“For me, there’s no difference between dream and reality…I never know if what I’m doing is done when I’m dreaming or awake” - Man Ray
Klaus Major’s new work ‘Unfamiliar Territories’ (Series I and II) is exhibited for the first time, at Blender Gallery, Paddington, Sydney. As a contemporary Sydney-based photo-artist, his aim is to “capture reality and abstraction, beauty and danger, external and within”.
This is his third solo show of pinhole photography, following the success of Reservoir at the Centre for Contemporary Photography, Melbourne, and Window at First Draft Gallery, Sydney.
The pinhole photographs in Series I were taken with a hand-made pinhole camera. Pinhole cameras are cameras without a lens, where light passes directly though a pin-sized aperture. With such small apertures (equivalent to approximately f100 to f1000), and long exposure times, pinhole images are often ‘softer’ than images made through a lens, have a wide angle of view, nearly infinite depth of field, and strong rectilinear perspective. Pinhole cameras can be engineered as precision optical instruments, or roughly improvised using a cardboard box or similar chamber – Major uses the latter.
On one level the photographs are vignettes of movement and space. For example, traces of sunlight reflected off buildings are captured as if the frames in a movie are compressed into one frame. Metaphorically, the photographs are also an exploration of reality, which is behind everyday reality, in the interplay of actions, dreams, time and memory, chance, and the influence of the unknown. There is an element of magic in the way this is triggered or revealed in the chemistry of silver and paper.
“Major prefers possibility to certainty, which is no way to live but a productive way to make art. These are immensely appealing sophisticated photographs, the beauty of which, under the right conditions, could make you weep” – Bruce James, Sydney Morning Herald.
Directly printed from photographic paper negatives, the photographs are box-framed as an echo of their origins.
The panorama photographs in Series II were taken with a film camera.
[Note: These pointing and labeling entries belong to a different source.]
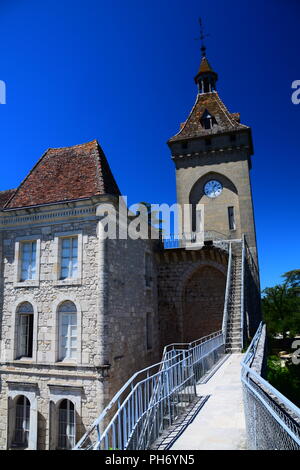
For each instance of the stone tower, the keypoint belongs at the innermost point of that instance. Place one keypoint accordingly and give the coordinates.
(212, 155)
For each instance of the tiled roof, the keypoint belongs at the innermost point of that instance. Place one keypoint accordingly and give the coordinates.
(225, 121)
(66, 174)
(5, 196)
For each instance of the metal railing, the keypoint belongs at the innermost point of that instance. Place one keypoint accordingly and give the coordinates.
(227, 293)
(243, 291)
(152, 398)
(272, 421)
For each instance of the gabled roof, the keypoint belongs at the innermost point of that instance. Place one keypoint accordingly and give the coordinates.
(225, 121)
(5, 196)
(65, 174)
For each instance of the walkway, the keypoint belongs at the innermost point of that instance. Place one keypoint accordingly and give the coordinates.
(220, 424)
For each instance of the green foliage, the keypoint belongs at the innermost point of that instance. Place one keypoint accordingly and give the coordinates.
(281, 312)
(154, 218)
(281, 305)
(285, 379)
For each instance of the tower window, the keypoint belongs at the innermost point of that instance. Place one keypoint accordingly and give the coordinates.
(231, 220)
(207, 120)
On one level, the photographs are an interpretation of the Australian landscape, drawn from experiences of various remote locations across Australia, experiences such as the shimmer of white heat, or the hypnotic poetry of repeating forms.
Metaphorically, they can also be seen as an exploration of other realities, such as a personal inner world and mental states, exploring a fluid mix of what might be seen as forbidding or serene, and setting known reference points adrift.